Smartsky uses proprietary antennas to take advantage of beam-forming technology.
Flight departments that conduct extensive international operations need to incorporate satellite-based systems into their connectivity plan to maintain continuity of signal throughout the trip. Satellite systems tend to be installed on larger aircraft because of the size of the antenna required to maintain coverage. Each radio band within a satellite network has unique characteristics.
L-band uses a smaller antenna and requires less pointing accuracy, but has bandwidth limitations, so costs can be higher. An advantage of L-band is that it penetrates rain and fog easily. Both Inmarsat and Iridium provide L-band coverage. C-band is less resistant to rain fade and requires a larger antenna than L-band. However, the lower frequency spectrum means it operates at a lower cost per megabit.
Ku-band has a smaller antenna requirement and higher throughput than C-band, is resistant to terrestrial interference, and costs less than L-band to deliver. Ka-band is the highest throughput available and operates based on a “spot beam” coverage methodology. One shortcoming of Ka is that rain, moisture, and humidity can interfere with the signal.
Satellite coverage providers
The 2 most well-known satellite coverage providers for business aviation are Satcom Direct and Viasat.
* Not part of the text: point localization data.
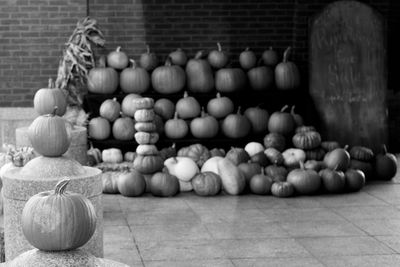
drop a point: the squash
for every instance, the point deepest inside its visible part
(176, 128)
(117, 59)
(287, 75)
(110, 109)
(99, 128)
(207, 184)
(102, 79)
(233, 180)
(218, 58)
(168, 79)
(48, 135)
(247, 59)
(46, 99)
(164, 185)
(148, 60)
(236, 125)
(57, 220)
(199, 74)
(134, 80)
(220, 106)
(187, 107)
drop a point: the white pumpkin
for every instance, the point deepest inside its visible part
(184, 168)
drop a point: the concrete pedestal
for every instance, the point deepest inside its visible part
(42, 174)
(77, 150)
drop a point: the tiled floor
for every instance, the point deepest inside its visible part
(359, 229)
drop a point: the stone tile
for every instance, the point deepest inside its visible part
(321, 228)
(364, 261)
(342, 246)
(245, 230)
(175, 231)
(274, 262)
(197, 263)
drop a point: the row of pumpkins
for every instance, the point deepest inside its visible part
(201, 74)
(176, 120)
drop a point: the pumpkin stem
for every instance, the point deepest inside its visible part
(61, 186)
(286, 54)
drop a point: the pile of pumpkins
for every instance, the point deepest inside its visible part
(201, 74)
Satcom Direct (SD) partners with a multitude of satellite service providers and can take advantage of L, Ku, Ka, and X-band (currently denoted for government and military use only) satellite signals, and can also connect to 3G/4G/LTE terrestrial networks.
The heart of the system is a technologically advanced router dubbed the SDR, which connects the cabin with the satellite network through the antennas.
The dual-band SDR supports multiple Wi-Fi networks within the cabin, so passengers can be allocated customized bandwidth (specified as a guest or VIP network). In 2020, SD announced its Plane Simple antenna series. The SD Plane Simple Ku-band antenna enters commercial service this month, and the Ka-band version has begun flight testing.
Viasat owns and operates its own constellation of Ka-band satellites delivering coverage on 90% of business aviation flight routes. Service plans include Ka with “no speed limits,” which translates to speeds in the range of 30 Mbps. A Ku-band option provides up to 10 Mbps and near-global coverage.
For those who can afford it, the premier option is the dual coverage package – a system that shifts seamlessly between Ka and Ku, depending on which one offers the best solution based on aircraft location. Which system is in use is unbeknown to the passengers, so the service remains uninterrupted. Given the myriad options available at various price points, flight departments can provide at least some level of connectivity to their passengers.
Having connectivity while airborne is the expected norm. Just like an annual inspection, it’s a necessary expense. A comprehensive needs assessment before committing to an installation or switching providers can identify the best course of action at the best price.